It is not always desirable to go through the full process of creating a dependency graph and pseudo code for each project or change. Here, we will transition directly from the preceding plan to the following code stubs.
Mapping requirements directly to code
Writing the physics simulator
The physics simulator in src/physics.rs is responsible for modeling the physics and layout of the building and elevator operations. The simulator will be provided with one object to handle motor control and another to handle data collection. The physics simulator module will define traits for each of those interfaces, and the motor control and data collection objects should implement each trait, respectively.

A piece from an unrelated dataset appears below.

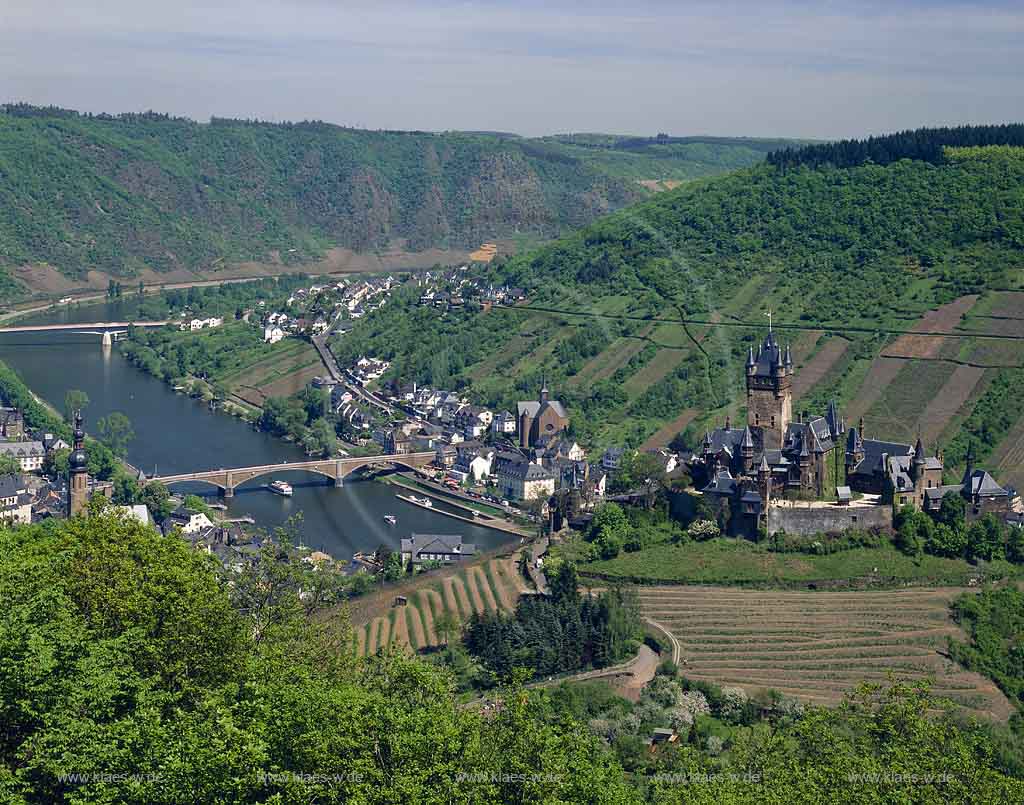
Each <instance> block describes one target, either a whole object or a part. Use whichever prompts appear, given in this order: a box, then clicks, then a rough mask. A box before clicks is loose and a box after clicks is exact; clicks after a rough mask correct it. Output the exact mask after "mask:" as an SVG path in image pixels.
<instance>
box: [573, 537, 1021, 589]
mask: <svg viewBox="0 0 1024 805" xmlns="http://www.w3.org/2000/svg"><path fill="white" fill-rule="evenodd" d="M1018 571H1019V568H1015V567H1014V565H1011V564H1009V563H1006V562H991V563H988V564H985V565H984V566H981V565H979V566H976V565H973V564H970V563H968V562H967V561H965V560H963V559H946V558H943V557H939V556H931V555H927V554H926V555H925V556H923V557H922V558H921V559H920V561H915V560H914V559H912V558H910V557H909V556H906V555H905V554H903V553H900V552H899V551H897V550H896V549H895V548H892V547H884V548H857V549H854V550H849V551H842V552H840V553H833V554H826V555H813V554H804V553H772V552H770V551H768V550H767V549H766V548H765V547H763V546H759V545H756V544H754V543H751V542H748V541H746V540H734V539H728V538H719V539H715V540H709V541H708V542H693V543H687V544H685V545H655V546H653V547H651V548H646V549H644V550H641V551H637V552H635V553H624V554H622V555H621V556H618V557H617V558H615V559H608V560H605V561H597V562H590V563H588V564H584V565H582V566H581V567H580V574H581V576H584V577H593V578H599V579H602V580H606V581H623V582H650V583H654V584H656V583H658V582H667V583H675V584H739V585H750V586H772V585H774V586H788V587H795V588H805V587H806V586H807V585H808V584H812V583H819V584H820V583H827V582H830V581H834V580H864V581H865V582H870V583H871V584H876V585H882V584H889V585H901V584H906V583H919V584H951V585H957V586H961V585H967V584H968V582H969V580H971V579H976V578H977V577H979V576H980V575H984V574H986V573H987V574H988V575H990V576H991V577H993V578H995V577H1002V576H1010V575H1013V574H1016V573H1018Z"/></svg>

Let's start by defining some of the type declarations for the physics module. First, let's look at a key interface—the direct motor input. Until this point, we have assumed that motor input will have simple voltage control that we can represent as a positive or negative floating point integer. This definition is problematic, mainly in the sense that all references to this type will reference f64. This type specifies a very specific data representation with no room for adjustment. If we litter our code with references to this type, then any changes will require us to go back and edit every one of the references.
Instead, for the motor input type, let's provide a name for the type. This could be an alias for the f64 type, which would solve the immediate concern. Though this is acceptable, we will choose to be even more explicit with the type definition and provide enum cases for up and down. The enum type, also known as a tagged union, is useful to define data that may have multiple structures or use cases. Here, the constructors are identical, but the meaning of each voltage field is opposite.

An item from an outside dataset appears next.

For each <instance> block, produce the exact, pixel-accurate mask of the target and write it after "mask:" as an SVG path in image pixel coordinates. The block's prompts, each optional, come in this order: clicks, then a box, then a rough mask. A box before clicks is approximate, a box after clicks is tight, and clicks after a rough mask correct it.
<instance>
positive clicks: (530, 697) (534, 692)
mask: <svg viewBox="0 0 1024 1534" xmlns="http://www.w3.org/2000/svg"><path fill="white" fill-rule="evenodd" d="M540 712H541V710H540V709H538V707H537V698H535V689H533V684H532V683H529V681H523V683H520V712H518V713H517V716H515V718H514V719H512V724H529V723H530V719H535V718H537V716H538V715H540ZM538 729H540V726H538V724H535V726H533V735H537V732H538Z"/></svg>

Furthermore, when interacting with the MotorInput type, we should avoid assuming any internal structure. This minimizes our exposure to future interface changes that may change because MotorInput defines an interface with a currently unknown physical component. We will be responsible for software compatibility with that interface. So, to abstract any interaction with MotorInput, we will use traits instead. Traits that do not define intrinsic behavior of a type, but rather associated behavior, are sometimes called data classes.

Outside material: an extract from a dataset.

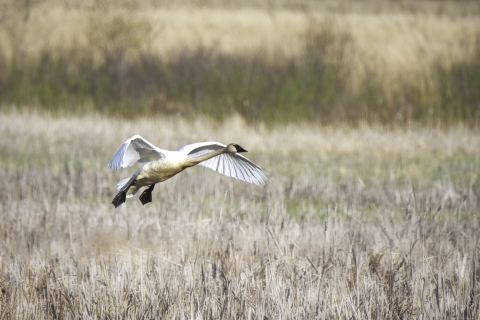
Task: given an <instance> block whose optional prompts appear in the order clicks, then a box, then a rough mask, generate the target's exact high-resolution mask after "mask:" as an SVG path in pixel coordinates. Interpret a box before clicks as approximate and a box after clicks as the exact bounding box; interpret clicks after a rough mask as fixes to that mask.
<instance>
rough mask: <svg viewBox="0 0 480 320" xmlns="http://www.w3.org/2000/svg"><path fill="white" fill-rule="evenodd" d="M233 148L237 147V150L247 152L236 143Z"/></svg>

Here is the enum and a data class defining the calculation of force derived from an input:
#[derive(Clone,Serialize,Deserialize,Debug)]
pub enum MotorInput
{
Up { voltage: f64 },
Down { voltage: f64 }
}
pub trait MotorForce {
fn calculate_force(&self) -> f64;
}
impl MotorForce for MotorInput {
fn calculate_force(&self) -> f64
{
match *self {
MotorInput::Up { voltage: v } => { v * 8.0 }
MotorInput::Down { voltage: v } => { v * -8.0 }
}
}
}
pub trait MotorVoltage {
fn voltage(&self) -> f64;
}
impl MotorVoltage for MotorInput {
fn voltage(&self) -> f64
{
match *self {
MotorInput::Up { voltage: v } => { v }
MotorInput::Down { voltage: v } => { -v }
}
}
}
Next, let's define the elevator information. We will create an ElevatorSpecification, which describes the structure of the building and elevator. We also require an ElevatorState to hold information regarding the current elevator status. To clarify usage of floor requests, we will also create an alias for FloorRequests vectors to make the meaning explicit. We will choose to use a struct instead of tuples here to create explicit field names. Otherwise, structs and tuples are interchangeable for storing miscellaneous data. The definitions are as follows:
#[derive(Clone,Serialize,Deserialize,Debug)]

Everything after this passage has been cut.